CONCLUSION: These results show that prevalence of brucellosis was relatively higher in females than male's goats and SAT was relatively specific and accurate as compared to RBPT and MRT, but for diagnosis of brucellosis, molecular method (PCR) is recommended.

Introduction

Brucellosis is a zoonotic disease and an important public health problem in different parts of the world, particularly in the Middle East region [1]. More than 500,000 human brucellosis cases are reported each year globally, but the number of undetected patients is believed to be significantly higher [2]. The traditional epidemiology of this zoonotic disease has altered dramatically over the past two eras, related to major political and socioeconomic events. Thus, while the prevalence remains high in the Middle East and North African countries, it has been greatly reduced in Latin America and South European countries. Caprine is a small ruminant, raised for different purposes such as meat, milk, and hair production, mainly in dry, humid, and mountainous temperate regions of numerous countries [3]. In the year 2009, a total of 35,816 cases of brucellosis were found in different parts of China [4]. Previous researches have stated serological signs of brucellosis in China between humans who had close contact with domestic animals such as goats [5,6]. However, rare evidence is available about the incidence of Brucella infection in goats in Anhui province.

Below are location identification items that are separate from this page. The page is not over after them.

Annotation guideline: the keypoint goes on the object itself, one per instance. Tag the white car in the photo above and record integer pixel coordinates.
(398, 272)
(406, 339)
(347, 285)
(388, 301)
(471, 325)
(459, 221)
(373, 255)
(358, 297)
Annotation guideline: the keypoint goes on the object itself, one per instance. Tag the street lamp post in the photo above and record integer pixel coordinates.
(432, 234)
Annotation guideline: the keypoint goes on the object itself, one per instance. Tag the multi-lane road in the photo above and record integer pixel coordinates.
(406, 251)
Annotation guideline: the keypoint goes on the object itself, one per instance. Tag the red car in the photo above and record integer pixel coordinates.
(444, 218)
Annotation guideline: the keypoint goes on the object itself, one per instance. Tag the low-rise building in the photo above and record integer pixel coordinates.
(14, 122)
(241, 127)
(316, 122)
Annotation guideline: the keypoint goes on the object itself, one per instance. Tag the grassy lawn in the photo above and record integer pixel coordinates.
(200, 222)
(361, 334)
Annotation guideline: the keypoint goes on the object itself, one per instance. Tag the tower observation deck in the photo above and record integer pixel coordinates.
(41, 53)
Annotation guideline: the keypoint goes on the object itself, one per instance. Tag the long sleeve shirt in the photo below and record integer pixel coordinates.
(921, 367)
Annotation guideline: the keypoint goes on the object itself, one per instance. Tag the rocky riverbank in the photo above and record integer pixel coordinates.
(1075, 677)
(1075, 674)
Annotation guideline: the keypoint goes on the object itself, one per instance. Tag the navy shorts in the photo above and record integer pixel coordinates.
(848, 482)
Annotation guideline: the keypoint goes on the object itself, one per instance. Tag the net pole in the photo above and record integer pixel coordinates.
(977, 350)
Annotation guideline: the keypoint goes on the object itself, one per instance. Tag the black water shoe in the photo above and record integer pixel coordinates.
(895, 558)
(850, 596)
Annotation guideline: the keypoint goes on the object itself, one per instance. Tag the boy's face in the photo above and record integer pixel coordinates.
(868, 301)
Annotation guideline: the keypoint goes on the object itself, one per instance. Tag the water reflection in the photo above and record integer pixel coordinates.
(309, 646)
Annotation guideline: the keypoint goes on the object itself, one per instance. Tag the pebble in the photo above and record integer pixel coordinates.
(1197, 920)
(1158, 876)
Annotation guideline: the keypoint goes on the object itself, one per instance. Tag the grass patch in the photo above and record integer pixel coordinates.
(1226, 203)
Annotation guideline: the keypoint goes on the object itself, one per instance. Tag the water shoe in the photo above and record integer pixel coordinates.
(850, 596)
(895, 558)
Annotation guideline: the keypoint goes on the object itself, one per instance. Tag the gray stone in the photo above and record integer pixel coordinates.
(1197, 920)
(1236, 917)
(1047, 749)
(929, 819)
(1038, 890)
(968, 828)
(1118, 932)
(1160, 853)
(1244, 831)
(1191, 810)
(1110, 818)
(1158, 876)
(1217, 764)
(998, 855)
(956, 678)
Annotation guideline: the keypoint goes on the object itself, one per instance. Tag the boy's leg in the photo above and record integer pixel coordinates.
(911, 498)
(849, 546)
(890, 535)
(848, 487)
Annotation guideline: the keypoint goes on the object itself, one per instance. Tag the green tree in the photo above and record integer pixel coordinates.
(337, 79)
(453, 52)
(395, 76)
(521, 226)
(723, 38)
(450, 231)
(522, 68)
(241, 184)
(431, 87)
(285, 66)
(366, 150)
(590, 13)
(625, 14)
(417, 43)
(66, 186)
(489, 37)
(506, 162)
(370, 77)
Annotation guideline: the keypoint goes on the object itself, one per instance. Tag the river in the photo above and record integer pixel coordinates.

Brucellosis is a foremost evolving zoonosis caused by small, non-motile Gram-negative and intracellular coccobacilli belong to the genus Brucella [7-9]. Brucellosis is caused by four key etiological mediators such as Brucella abortus (BA), Brucella melitensis (BM), Brucella canis, and Brucella suis, affecting different animals and humans. Numerous intracellular pathogens, such as BA, show a biphasic infection course starting with a non-proliferative stage of unclear nature [10]. Abortion, infertility, sterility, and drop in milk production are the problems that caused severe economic losses due to this disease [11]. The transmission of Brucella organisms between animals is usually by contact with the placenta, fetus, fetal fluids, and vaginal discharges from a diseased animal. Entry into the body happens by consumption and through the mucous membranes, damaged skin, and possibly intact skin [12]. Numerous species of Brucella distress in different animals. Humans are particularly infected through contacted directly with animals or animal’s products previously contaminated with Brucella species or such kind of bacteria. In humans, brucellosis triggered a different kind of diseases related to flu as well as comprise fever, sweats, headache, back pain, and physical weakness. There should be severe infections in the central nervous system, including in the lining of the heart. Long-lasting indications such as fatigue, recurrent fever, and joint pain also occur due to Brucellosis. The symptoms of brucellosis in humans comprise malaise, fever (39-40°C), faintness, pain, backache, anorexia as well as loss in weight. A kind of fever called undulant fever can last for weeks to years when there is Brucella in the body [13].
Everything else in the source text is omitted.